Ameimse a publié une critique de Mauvaise graine par Octavia E. Butler (Patternist, #1)
Mauvaise graine
5 étoiles
Publié en 1980, 'Mauvaise graine' n'est pas le premier roman écrit par Octavia Butler dans sa série Patternist à laquelle elle se consacre de 1976 à 1984, à travers cinq romans - dont un qu'elle désavouera plus tard, le qualifiant de "roman Star Trek". Il est plus précisément le quatrième roman de la série ; mais l'histoire qui y est relatée le situe, chronologiquement, en premier, d'où le choix des éditions Diable Vauvert de commencer par lui. J'y ai retrouvé quelques-unes des caractéristiques et qualités marquantes de la prose d'Octavia Butler (ici traduite par Jessica Shapiro) que j'avais tant appréciées dans la trilogie Xenogenesis.
"Mauvaise graine" est tout d'abord un récit particulièrement immersif : l'autrice nous installe instantanément aux côtés de personnages dont elle prend soin, au sens où elle leur accorde toujours une épaisseur, une existence, ne les réduisant jamais à l'état de simples artifices/ressorts narratifs. Le récit vient dépeindre leurs nuances, évoquer leurs différentes facettes, et en filigrane leurs ambivalences, voire contradictions. Ce sont des figures incarnées, jamais figées mais plutôt en construction permanente, face aux épreuves, aux dilemmes et aux choix impossibles qui se posent à elles. Il y a une sensibilité et une empathie qui émanent du récit qui renforcent d'autant l'investissement des lecteurices.

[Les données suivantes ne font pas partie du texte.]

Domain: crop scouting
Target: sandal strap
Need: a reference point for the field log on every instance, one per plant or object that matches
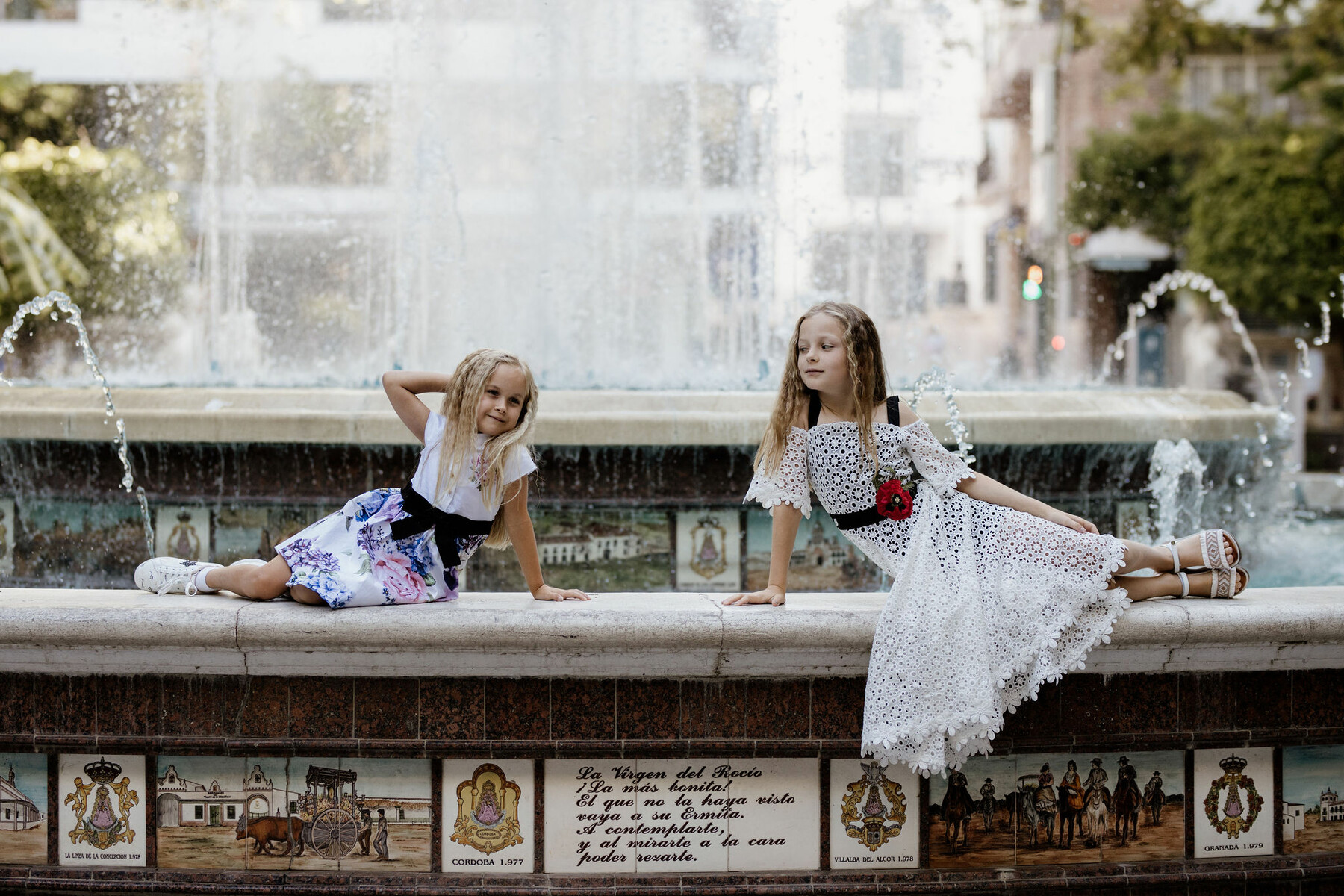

L'histoire se déroule sur plusieurs siècles, depuis l'Afrique jusqu'aux États-Unis. On y suit Anyanwu, figure centrale féminine africaine, aux capacités extraordinaires et uniques de métamorphe, placée face à des choix impossibles. Elle doit en effet composer avec Doro, lequel a mûri d'autres facultés et un projet particulier depuis des millénaires. Traversée de dynamiques de pouvoir, c'est une histoire de fascination et d'affrontements, d'oppositions et de redditions, de sacrifices et de survie, individuelle et collective. L'oeuvre explore de façon critique, en faisant un pas de côté grâce au cadre fantastique qui est le sien, diverses thématiques centrales de la modernité occidentale, au premier rang desquels le colonialisme, l'esclavage, le racisme, mais aussi l'eugénisme qui fonde ce qu'a entrepris Doro. Tout aussi sombre que puisse paraître le récit par moment, il n'en émane pas moins une force et une puissance vectrices d'espoir : Anyanwu ne perd jamais sa capacité d'agir en dépit de tout. Elle agit, elle lutte, avec ses moyens, en faisant des choix.
Tour à tour déroutante, inconfortable, dérangeante voire révoltante, 'Mauvaise graine' invite en permanence les lecteurices à questionner leurs attentes et leurs réflexes face aux propos et aux situations mises en scène. Il est difficile de cesser d'en tourner les pages une fois la lecture commencée. Une belle expérience littéraire.